According to the agency, only physicians who administer a medication in their offices are permitted to directly bill or be reimbursed for those products. Where that impacts pharmacists – and compounders especially – is when a medicine is prepared by the pharmacy but administered in the physician’s office. According to CMS, the pharmacy should only bill and receive payment for those preparations from the prescriber and not CMS directly.
At the heart of the issue is a serious inconsistency in CMS’ policy and its enforcement of that position. Some of the regional carriers – the companies hired by CMS to process Medicare billings -- have accepted and paid for direct pharmacy billings for “prepared drugs.” Other carriers around the country have not. That has created an unlevel playing field for pharmacies that are unable to compete equitably in the marketplace. Some pharmacies regions with carriers that pay directly have used that as a marketing tool to secure business from other pharmacies.

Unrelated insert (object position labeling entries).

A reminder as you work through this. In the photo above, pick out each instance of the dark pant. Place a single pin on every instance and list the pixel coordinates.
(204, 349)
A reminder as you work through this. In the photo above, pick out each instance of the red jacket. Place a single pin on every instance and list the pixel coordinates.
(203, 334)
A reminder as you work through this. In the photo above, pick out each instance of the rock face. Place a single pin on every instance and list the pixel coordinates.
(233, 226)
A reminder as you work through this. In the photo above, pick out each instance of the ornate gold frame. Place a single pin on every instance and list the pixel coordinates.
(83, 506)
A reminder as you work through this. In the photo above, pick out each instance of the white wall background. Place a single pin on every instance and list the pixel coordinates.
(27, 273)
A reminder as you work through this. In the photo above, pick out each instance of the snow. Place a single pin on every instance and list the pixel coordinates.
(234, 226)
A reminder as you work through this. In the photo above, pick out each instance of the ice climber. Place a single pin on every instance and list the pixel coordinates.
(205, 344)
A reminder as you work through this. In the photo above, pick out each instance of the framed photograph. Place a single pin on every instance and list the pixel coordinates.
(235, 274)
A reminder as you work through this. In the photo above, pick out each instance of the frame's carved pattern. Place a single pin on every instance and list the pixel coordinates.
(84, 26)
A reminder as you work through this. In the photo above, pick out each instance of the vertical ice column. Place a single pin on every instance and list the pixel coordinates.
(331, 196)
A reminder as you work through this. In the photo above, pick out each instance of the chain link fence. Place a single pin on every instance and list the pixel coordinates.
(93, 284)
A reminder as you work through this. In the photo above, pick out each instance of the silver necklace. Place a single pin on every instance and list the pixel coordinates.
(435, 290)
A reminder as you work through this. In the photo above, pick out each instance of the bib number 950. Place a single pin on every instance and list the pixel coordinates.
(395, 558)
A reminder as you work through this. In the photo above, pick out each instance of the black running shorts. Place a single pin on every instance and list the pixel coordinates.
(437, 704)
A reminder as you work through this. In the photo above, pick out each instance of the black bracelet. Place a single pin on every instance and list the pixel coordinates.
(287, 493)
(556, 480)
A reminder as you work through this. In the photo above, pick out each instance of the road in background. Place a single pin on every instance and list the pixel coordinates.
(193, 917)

“IACP has looked at this imbalance cause by CMS and tried to find the right middle-ground,” says IACP Immediate Past President John Herr, RPh, FIACP. “The difficulty is that we have some members who are helped and some who are harmed by the agency’s failure to solve the problem of their own making. In preparing our comments, we focused on how this will be resolved now and prevented in the future rather than saying that one group is right and one group is wrong.”
“This issue will not be fixed any time soon,” says IACP Vice-President of Government Affairs Sarah Dodge. “At a minimum, CMS will take several months to read through all the comments on this important compounding issue before it makes any further decision. Plus, we have to understand that our issue is but three pages within a much larger rule making publication which affects everything from this problem to the new reimbursement structure for physicians.”
As things develop IACP will continue to update you on our efforts to secure fair treatment for compounders by public and private payers.